My family had a styrofoam Santa sleigh with a plump cotton Santa and nine wax reindeer. The decoration was a family heirloom, which isn't remotely true but the heirloom angle punches up the story.
The heirloom normally was set out by the Christmas tree in the living room. When I was 11 or so, I got to keep it in my bedroom. I remember lifting it up and pretending Santa was flying through the air. The sleigh had little pretend presents glued to it. And there were those nine wax reindeer.

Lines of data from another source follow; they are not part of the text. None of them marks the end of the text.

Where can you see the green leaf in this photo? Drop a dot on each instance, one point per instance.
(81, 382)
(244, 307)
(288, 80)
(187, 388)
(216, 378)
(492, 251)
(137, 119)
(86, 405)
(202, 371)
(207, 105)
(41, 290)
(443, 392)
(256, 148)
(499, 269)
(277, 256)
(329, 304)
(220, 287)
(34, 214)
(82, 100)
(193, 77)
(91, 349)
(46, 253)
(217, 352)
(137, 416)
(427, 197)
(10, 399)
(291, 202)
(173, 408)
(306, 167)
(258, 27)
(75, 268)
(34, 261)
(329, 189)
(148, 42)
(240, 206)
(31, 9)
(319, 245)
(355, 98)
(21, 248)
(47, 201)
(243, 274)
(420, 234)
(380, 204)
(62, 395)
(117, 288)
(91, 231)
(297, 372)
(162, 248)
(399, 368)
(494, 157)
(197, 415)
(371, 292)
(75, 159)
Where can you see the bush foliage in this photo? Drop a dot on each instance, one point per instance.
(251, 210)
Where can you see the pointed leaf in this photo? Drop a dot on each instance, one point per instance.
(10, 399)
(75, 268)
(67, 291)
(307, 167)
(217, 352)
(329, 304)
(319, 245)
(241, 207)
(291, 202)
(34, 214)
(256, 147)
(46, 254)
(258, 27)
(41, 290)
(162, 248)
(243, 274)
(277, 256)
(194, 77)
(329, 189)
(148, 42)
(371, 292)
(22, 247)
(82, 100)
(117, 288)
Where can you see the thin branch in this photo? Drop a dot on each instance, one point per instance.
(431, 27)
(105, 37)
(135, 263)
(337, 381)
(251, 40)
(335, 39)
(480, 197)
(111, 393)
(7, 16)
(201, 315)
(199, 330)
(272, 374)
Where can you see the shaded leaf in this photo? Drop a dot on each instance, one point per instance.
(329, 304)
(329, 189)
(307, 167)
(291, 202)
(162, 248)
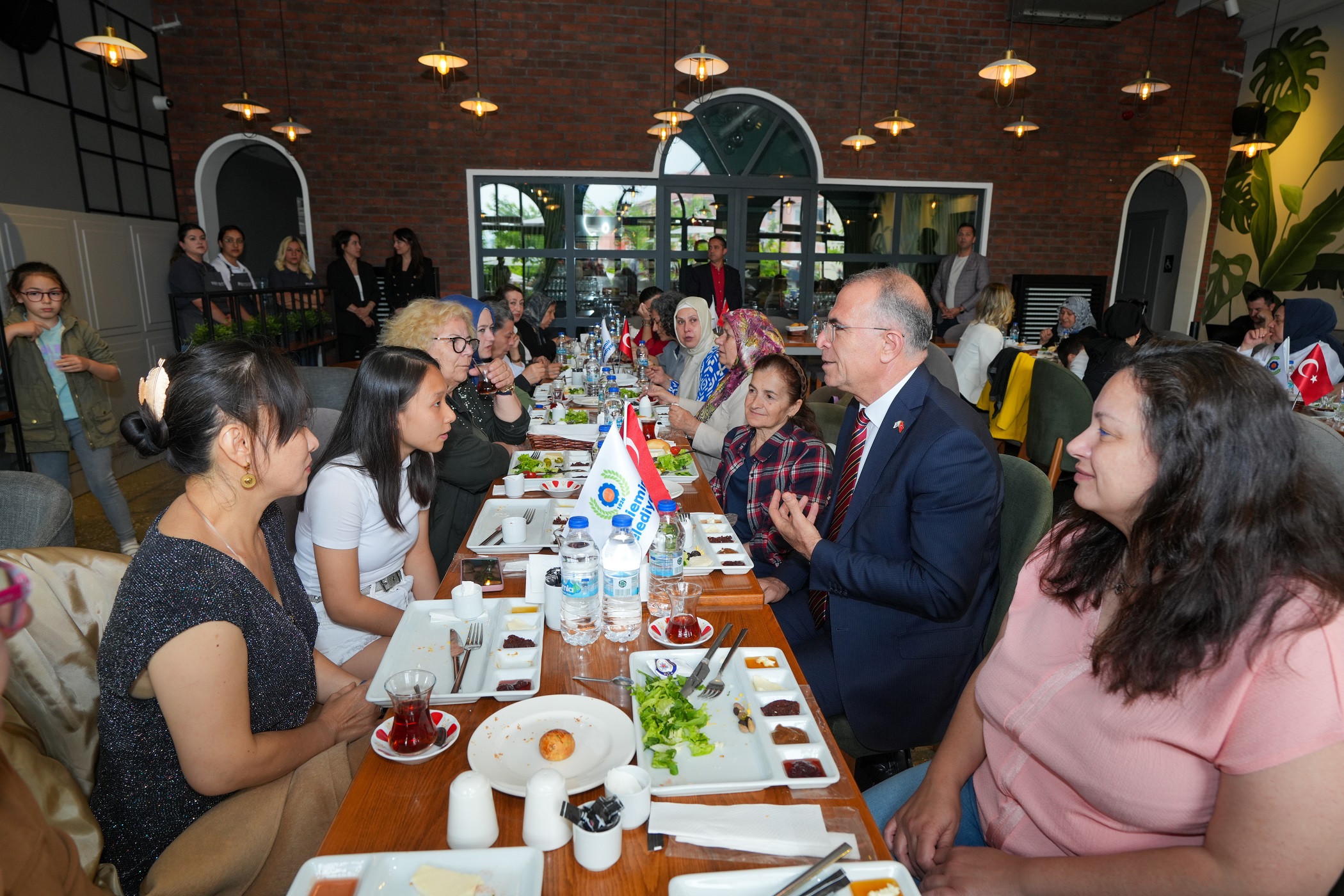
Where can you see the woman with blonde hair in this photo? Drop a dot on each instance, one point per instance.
(475, 454)
(983, 340)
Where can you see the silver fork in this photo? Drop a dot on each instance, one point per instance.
(716, 687)
(475, 637)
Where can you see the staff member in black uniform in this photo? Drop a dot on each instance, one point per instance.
(355, 292)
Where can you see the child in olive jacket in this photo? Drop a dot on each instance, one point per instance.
(58, 362)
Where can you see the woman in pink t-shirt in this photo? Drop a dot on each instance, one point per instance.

Two nights before Christmas, I asked my best friend to come over. It was urgent, I told him. But when I showed him the Santa sleigh, he was not overjoyed or even joyed. He was hoping I had discovered a stash of Playboys, which would have explained the land speed record he broke running to my house. When he saw it was just a styrofoam Santa, his Christmas spirit was broken, and I felt foolish.
Maybe it was the lack of quality adult magazines, I don't know, but I had one of those ideas so profoundly stupid it made future mistakes seem like child's play.
I lit the family heirloom on fire.
You have questions, I know. What is a kid doing with matches? Where were his parents? Why did he want to burn down Santa of all people? Did he eventually receive the psychiatric help he obviously needed?
Hey, I wasn't trying to burn down Santa. I liked the old guy -- believed in him, you could say. I just wondered what would happen if I lit the tip of a wax reindeer antler. Just the tip.
Shockingly soon, there appeared those in the firefighting profession call "flames." I had never witnessed a fire -- especially one in my bedroom. Steve and I watched in odd awe, as Santa's entire operation went up in smoke. Untested in the ways of fire, we became alarmed when the curtains caught fire.
I opened the window to let the smoke out, as Steve quietly went to the bathroom in the hall. He shuttled Dixie cups of water into the burning bedroom. We discovered Dixie cups are not optimal firefighting equipment. So, we formed a brigade and managed to douse the festive inferno. One wall had smoke damage, so I pulled an NFL poster off the other wall to cover it (thank you again, Joe Namath).
After a cooling-off period, I stowed the charred sleigh and reindeer nubs under my bed. Santa himself survived intact, probably due to a flame-retardant material long since outlawed. Sensing the night's fun had concluded, my best friend went home. The fire, if nothing else, had taken our minds off any phantom Playboys.
Alone, I had a choice:
1. Tell my parents about torching a favorite Christmas decoration and risk not getting a Spalding football from Santa.
2. Don't tell my parents.
I chose the latter for reasons best explained in No. 1.
But this Christmas season I decided to break my silence in hopes of preventing others from making the same mistakes.
Don't mess with fire, kids.
And don't ever, ever, mess with Santa.